Question - I love Halloween. I am a suburban child of the '70s and have a decade's worth of fond memories of running around with a bunch of other people in costumes all night and eating sugar 'til I puked.
But now I live on a street in a neighborhood now that has no Halloween. (Our last place had some kids come trick or treating, and everyone else in my building would come out and hang on the steps and we'd drink grog and rate costumes, but now there are no steps and no kiddies trick or treat along the industrial strip where we can now afford rent.) This will not do.
Therefore, I am planning to have a Halloween party (the Sat before), and am looking for groovy stuff for little kids (who will of course be invited - what else is the point?). Question is: any suggestions for munchies, activities or decor, given that a bunch of the guests will range in age from about 2 to about 7?

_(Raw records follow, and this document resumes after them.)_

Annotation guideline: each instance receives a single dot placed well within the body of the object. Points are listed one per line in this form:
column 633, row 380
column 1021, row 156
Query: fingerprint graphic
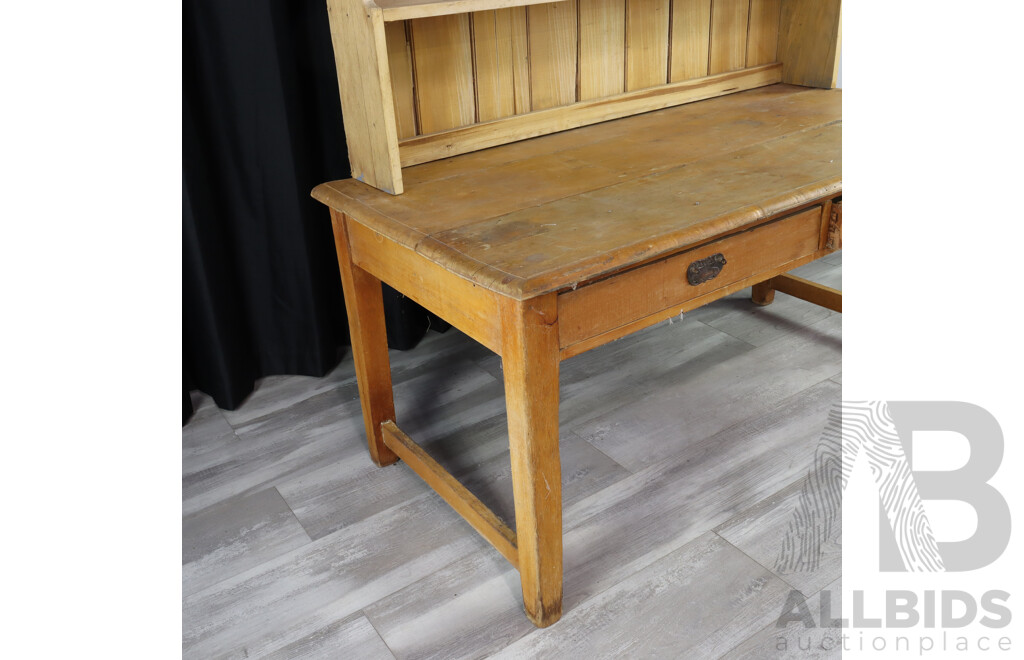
column 859, row 428
column 818, row 514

So far, I have enlisted one friend to make her famous gelatin shrimp dip (which comes out a noxious salmon pink) in a brain-shaped mold, and I have several dozen chocolate eyeballs (Kosher!) on order. I'm figuring cider, mulled wine, beer, hot chocolate, maybe some apple bobbing for those looking to drown their kids. I have, Halloween geek that I am, a collection of rubber spiders, ravens, etc. from prior years that I can probably figure out how to stick on things to create "atmosphere." I will, without doubt, pull out my chalk collection and turn the sidewalk in front of our building into old-fashioned horizontal tomb covers (which the insurance co. in the ground floor shop will probably appreciate).
Since we now live up several flights of stairs, I was thinking of getting some blood-spatter sticky things to lead from the front door to our door, but I was wondering if that was too scary for little kids (or maybe I'm just being a ninny). I was also considering an old girl scout game I remember, where we'd turn out the lights and pass gross stuff around while someone told a scary story (e.g.: passing peeled grapes and telling a story about the eyeball killer). But maybe that's too scary for the age group. Or requires too much attention (from both the kids and parents trying to keep them from eating peeled food that's been handled by 15 people). I was considering buying a bunch of small pumpkins and letting everyone carve some to take home for Halloween proper, but I do value my rugs and 3 year olds with handfulls of pumpkin-guts-slime is probably not such a great idea, nevermind 3 year olds with knives.
Maybe I should just pull out the copper pots and the big spoons and let them make a ruckus while getting their parents suitably tanked?